Der Grundstein für die gestörte Persönlichkeit von Serienmörderinnen und Serienmördern werde bereits früh gelegt. "Alles im Gehirn verändert und entwickelt sich in der Kindheit und Jugend, auch durch die Umgebung: Die Nerven werden beim Wachstum je nach Erbgut und Erfahrungen mit der Umwelt 'verdrahtet'", sagt Benecke. Die für Serienmörderinnen und Serienmörder typischen selbstbezogenen und unsozialen Persönlichkeitsmerkmale seien also von Anfang an da, können aber auch durch gute Erfahrungen abgeschwächt werden. Es gebe laut dem Kriminologen zum Beispiel auch Berufe, in denen Menschen mit diesen Merkmalen arbeiten können: "etwa als knallharter Boss in einem durch und durch gruseligen Arbeitsfeld".
Das passt auch zum Unrechtsbewusstsein von Serienmörderinnen und Serienmördern. Sie haben es Benecke zufolge zwar, es sei ihnen aber völlig egal. "Unrecht gegen andere wirkt nicht unangenehm auf sie, es hält sie nicht vom Lügen, Töten, Brandschatzen oder Foltern ab." In Gesprächsaufzeichnungen etwa mit Ed Kemper, Richard Ramirez, Luis Garavito oder Jeffrey Dahmer lasse sich dies gut erkennen. "Die Täter reden darin ganz ehrlich, solange sie möchten, und beschreiben sachlich, wahr und manchmal sogar mit einem gewissen Staunen, was sie so alles 'geschafft' haben." Unaussprechliche Handlungen werden dabei fast alltäglich und selbstverständlich geschildert. "Das ist vermutlich auch der Hauptgrund, warum sie so gehasst werden."

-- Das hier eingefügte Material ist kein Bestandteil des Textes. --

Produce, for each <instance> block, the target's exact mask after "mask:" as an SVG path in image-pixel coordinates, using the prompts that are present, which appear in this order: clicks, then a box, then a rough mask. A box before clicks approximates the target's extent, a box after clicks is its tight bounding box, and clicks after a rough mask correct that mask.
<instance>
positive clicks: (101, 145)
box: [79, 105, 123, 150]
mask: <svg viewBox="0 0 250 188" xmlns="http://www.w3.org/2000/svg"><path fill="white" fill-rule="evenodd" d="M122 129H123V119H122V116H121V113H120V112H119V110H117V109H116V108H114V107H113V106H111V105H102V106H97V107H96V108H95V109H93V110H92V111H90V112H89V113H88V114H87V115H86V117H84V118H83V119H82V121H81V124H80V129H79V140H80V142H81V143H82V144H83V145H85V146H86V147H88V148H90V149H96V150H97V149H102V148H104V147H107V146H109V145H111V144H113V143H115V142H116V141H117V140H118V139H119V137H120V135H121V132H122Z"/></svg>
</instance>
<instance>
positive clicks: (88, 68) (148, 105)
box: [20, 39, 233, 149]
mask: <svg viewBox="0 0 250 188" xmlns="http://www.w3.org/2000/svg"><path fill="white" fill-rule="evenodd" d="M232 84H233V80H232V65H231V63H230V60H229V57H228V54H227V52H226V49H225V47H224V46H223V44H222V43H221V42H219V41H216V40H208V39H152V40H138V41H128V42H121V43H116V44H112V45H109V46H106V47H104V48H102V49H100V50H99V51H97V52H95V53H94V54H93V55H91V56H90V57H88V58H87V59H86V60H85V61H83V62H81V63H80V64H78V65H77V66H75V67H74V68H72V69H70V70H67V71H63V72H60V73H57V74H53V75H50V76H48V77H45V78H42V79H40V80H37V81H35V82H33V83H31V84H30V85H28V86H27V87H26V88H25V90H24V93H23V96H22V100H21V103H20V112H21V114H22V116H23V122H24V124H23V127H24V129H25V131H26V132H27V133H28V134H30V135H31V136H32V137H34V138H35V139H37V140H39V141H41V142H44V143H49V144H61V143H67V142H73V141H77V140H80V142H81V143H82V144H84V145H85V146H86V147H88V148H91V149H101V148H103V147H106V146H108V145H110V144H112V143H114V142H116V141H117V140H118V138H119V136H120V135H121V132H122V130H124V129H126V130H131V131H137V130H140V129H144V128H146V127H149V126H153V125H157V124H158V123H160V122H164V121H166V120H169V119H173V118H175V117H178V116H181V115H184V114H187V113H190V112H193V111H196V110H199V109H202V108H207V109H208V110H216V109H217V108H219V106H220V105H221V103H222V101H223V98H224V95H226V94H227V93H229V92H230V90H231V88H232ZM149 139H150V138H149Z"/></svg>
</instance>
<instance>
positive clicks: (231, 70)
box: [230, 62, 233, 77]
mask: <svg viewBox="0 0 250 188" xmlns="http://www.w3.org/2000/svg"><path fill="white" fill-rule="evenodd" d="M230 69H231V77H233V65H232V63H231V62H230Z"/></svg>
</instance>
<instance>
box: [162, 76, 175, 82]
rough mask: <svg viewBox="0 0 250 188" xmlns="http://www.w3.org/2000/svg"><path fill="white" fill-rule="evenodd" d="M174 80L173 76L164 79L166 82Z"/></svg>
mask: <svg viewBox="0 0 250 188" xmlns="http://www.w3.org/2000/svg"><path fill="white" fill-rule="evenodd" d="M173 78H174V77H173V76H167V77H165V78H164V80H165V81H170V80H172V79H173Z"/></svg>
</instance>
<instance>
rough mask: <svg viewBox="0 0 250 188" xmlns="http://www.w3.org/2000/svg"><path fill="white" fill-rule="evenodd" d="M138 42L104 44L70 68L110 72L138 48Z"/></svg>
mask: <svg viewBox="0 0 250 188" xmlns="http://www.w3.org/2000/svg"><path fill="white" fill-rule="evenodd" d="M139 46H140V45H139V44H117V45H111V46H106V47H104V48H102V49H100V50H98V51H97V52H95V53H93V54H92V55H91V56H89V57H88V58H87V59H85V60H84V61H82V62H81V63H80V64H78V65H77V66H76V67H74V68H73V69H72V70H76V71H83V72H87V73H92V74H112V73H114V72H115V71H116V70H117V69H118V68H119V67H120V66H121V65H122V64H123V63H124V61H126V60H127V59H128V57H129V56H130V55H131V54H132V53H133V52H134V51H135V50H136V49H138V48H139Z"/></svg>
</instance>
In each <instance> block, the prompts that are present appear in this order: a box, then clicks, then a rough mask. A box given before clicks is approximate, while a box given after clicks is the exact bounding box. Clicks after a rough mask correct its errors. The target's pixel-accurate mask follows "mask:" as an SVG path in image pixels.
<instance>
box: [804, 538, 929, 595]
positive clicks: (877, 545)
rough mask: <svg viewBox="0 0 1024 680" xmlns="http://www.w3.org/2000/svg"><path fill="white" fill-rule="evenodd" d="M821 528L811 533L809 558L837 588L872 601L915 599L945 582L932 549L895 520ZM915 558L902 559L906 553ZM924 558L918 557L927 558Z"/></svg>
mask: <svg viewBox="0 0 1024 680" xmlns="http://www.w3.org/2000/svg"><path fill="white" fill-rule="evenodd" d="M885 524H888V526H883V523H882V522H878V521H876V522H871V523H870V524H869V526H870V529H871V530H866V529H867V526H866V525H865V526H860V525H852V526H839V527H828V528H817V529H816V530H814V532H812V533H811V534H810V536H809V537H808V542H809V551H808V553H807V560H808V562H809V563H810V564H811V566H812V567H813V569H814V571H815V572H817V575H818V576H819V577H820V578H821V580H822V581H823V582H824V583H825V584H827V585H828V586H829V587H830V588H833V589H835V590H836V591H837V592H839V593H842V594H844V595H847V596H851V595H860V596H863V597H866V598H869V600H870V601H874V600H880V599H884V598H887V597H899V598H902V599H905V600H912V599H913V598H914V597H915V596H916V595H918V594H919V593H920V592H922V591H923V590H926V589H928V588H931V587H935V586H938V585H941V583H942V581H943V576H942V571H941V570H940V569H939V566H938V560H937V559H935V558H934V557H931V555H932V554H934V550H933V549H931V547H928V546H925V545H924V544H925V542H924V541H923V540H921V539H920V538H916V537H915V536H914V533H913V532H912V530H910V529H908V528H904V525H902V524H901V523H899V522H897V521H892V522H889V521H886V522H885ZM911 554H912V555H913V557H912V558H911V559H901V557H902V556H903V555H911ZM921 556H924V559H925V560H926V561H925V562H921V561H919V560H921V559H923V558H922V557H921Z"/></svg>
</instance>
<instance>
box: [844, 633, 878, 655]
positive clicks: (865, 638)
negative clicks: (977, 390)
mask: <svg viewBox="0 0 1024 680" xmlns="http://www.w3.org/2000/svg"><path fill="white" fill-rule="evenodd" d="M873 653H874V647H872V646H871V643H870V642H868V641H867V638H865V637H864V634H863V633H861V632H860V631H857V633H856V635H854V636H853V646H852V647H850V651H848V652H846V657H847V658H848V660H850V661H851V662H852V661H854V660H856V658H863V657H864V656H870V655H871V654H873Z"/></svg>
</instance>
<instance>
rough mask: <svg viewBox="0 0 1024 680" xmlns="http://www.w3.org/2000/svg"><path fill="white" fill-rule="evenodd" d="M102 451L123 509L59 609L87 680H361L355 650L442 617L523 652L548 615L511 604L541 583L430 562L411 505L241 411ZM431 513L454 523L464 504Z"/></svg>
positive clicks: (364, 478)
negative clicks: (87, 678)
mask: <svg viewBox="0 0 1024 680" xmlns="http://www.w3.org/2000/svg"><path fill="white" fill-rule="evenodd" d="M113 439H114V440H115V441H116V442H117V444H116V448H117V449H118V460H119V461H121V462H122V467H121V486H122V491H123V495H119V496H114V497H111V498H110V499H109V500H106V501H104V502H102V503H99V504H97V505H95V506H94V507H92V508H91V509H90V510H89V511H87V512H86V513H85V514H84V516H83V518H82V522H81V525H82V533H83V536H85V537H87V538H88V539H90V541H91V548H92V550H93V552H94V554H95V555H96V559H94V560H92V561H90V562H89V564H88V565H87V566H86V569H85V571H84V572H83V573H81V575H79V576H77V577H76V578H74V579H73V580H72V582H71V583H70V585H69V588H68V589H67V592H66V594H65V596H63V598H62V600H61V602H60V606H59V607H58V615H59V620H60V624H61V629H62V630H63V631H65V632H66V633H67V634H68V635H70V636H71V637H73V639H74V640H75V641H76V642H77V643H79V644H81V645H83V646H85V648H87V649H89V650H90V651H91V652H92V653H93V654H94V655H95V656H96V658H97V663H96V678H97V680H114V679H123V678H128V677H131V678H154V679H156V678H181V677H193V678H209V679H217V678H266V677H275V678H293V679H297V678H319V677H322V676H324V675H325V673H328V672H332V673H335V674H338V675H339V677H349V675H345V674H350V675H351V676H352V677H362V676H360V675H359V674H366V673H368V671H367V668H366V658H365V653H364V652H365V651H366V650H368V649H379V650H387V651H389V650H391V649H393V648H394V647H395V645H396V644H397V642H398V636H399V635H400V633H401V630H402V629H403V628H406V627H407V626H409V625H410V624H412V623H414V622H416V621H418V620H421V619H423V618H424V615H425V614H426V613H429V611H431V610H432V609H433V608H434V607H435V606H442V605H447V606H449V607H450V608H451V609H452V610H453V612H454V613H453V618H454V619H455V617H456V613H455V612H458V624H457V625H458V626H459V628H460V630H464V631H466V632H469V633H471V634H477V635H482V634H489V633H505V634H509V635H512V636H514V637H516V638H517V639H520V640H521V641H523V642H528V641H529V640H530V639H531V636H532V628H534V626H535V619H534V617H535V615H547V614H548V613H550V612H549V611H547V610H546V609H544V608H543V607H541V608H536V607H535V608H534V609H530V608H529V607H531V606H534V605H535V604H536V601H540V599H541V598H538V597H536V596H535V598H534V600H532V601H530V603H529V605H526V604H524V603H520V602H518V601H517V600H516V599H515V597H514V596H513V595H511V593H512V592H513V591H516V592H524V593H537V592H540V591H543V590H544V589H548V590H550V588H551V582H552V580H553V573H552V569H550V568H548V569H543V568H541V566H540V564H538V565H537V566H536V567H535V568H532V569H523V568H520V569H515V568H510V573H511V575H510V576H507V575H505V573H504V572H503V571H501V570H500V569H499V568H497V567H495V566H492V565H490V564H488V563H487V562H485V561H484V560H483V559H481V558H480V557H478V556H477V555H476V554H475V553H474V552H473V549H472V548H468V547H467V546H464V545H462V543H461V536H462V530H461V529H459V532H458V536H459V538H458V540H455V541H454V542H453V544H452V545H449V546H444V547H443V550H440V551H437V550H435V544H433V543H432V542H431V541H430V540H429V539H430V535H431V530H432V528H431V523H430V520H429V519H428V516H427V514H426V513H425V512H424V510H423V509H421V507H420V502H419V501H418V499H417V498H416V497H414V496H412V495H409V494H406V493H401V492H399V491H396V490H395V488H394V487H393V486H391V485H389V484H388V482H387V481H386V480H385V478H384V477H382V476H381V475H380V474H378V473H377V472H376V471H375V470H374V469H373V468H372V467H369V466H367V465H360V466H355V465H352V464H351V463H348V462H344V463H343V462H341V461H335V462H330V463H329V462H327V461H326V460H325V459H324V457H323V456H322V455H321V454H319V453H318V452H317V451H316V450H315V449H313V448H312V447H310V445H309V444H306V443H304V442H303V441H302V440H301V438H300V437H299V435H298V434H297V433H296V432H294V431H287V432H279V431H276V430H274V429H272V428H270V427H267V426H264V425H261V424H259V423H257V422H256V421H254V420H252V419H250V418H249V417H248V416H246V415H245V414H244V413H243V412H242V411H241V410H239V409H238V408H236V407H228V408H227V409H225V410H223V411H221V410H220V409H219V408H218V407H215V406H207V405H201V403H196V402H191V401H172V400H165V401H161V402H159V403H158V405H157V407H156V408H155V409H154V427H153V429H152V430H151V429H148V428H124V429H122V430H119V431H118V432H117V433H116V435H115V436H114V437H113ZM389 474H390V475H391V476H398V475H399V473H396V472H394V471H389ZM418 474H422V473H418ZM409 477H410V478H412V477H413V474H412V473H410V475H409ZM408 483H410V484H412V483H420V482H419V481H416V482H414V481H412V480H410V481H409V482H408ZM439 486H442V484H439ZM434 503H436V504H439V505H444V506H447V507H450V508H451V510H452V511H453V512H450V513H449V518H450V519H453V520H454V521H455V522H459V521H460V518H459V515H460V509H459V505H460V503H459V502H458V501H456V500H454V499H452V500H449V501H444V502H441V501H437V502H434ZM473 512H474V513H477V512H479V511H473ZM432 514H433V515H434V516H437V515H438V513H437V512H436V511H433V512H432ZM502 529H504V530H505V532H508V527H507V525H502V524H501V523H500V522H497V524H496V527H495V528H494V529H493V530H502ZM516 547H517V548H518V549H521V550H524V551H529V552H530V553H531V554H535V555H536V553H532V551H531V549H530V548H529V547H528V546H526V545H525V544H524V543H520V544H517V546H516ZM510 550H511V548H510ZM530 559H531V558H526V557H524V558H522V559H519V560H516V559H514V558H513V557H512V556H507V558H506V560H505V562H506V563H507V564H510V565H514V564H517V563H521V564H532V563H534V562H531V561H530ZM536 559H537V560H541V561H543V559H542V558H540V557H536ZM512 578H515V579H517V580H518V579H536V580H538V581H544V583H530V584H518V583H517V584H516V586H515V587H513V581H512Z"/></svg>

Dieser Hass dürfte den meisten Serienmörderinnen und Serienmördern allerdings völlig egal sein. Etwas, das diese laut Benecke nämlich ebenfalls gemeinsam haben, sei zum einen "eine vollkommene Gleichgültigkeit gegenüber dem, was ihre Opfer fühlen und wünschen". Und zum anderen - und da wird ihnen die Faszination der Öffentlichkeit vermutlich gut gefallen - "glühender Größenwahn".